Le Premier ministre israélien, sous le coup d’un mandat d’arrêt de la Cour pénale internationale (CPI), entame une visite officielle de cinq jours en Hongrie. En l’accueillant, Viktor Orban défie ouvertement les institutions judiciaires internationales et affiche, une fois de plus, son mépris pour les règles du droit international.
Une visite qui fait fi du droit international
En foulant le sol hongrois ce 2 avril, Benyamin Nétanyahou trouve en Viktor Orban un allié de poids. La Hongrie, bien que signataire du traité de Rome en 2001, ne l’a jamais intégré à son ordre juridique, s’arrogeant ainsi le droit d’ignorer les décisions de la CPI. Pour Budapest, cette visite est un acte souverain. Pour ses détracteurs, c’est un nouvel affront aux principes fondamentaux de la justice internationale.
L’invitation de Nétanyahou n’a rien d’un geste anodin : elle intervient alors que la Cour pénale internationale enquête sur de possibles crimes de guerre commis par Israël. En refusant d’appliquer le mandat d’arrêt, Orban ne se contente pas de protéger un allié : il envoie un message clair à Bruxelles et aux institutions multilatérales qu’il exècre.
Un duo politique sur la même ligne
L’amitié entre Orban et Nétanyahou ne date pas d’hier. Depuis des années, les deux hommes partagent une vision commune du pouvoir, entre nationalisme exacerbé et rejet des ingérences occidentales. Budapest s’est régulièrement démarquée au sein de l’Union européenne en adoptant des positions favorables à Israël, allant jusqu’à bloquer certaines résolutions critiques à l’égard de l’État hébreu.
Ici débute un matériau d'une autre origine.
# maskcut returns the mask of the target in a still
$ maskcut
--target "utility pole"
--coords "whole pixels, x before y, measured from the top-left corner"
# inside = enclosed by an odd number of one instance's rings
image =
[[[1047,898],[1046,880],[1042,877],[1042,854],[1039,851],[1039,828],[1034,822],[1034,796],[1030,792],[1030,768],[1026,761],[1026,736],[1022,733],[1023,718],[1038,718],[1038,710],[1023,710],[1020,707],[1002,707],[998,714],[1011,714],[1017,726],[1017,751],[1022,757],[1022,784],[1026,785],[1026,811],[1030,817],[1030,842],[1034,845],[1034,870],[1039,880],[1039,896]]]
Cette visite officielle, au-delà des discours protocolaires, est donc un acte politique fort. Elle illustre l’alignement stratégique entre deux gouvernements qui défendent une diplomatie basée sur les rapports de force, loin des principes du droit international.
Un précédent lourd de conséquences
Mais cette posture a un prix. En Hongrie, des voix s’élèvent pour dénoncer une dérive inquiétante. L’avocat pénaliste Pal Batki fustige une décision “juridiquement inacceptable”, qui confirme selon lui “le délitement de l’État de droit en Hongrie”. D’autres pointent les risques d’isolement diplomatique pour Budapest, déjà en froid avec Bruxelles sur plusieurs dossiers.
En déroulant le tapis rouge à un chef de gouvernement visé par un mandat d’arrêt international, Viktor Orban ne prend pas seulement position en faveur d’Israël : il impose une nouvelle fois sa vision d’un monde où le droit s’efface devant la politique. Une ligne risquée, qui pourrait, à terme, se retourner contre lui.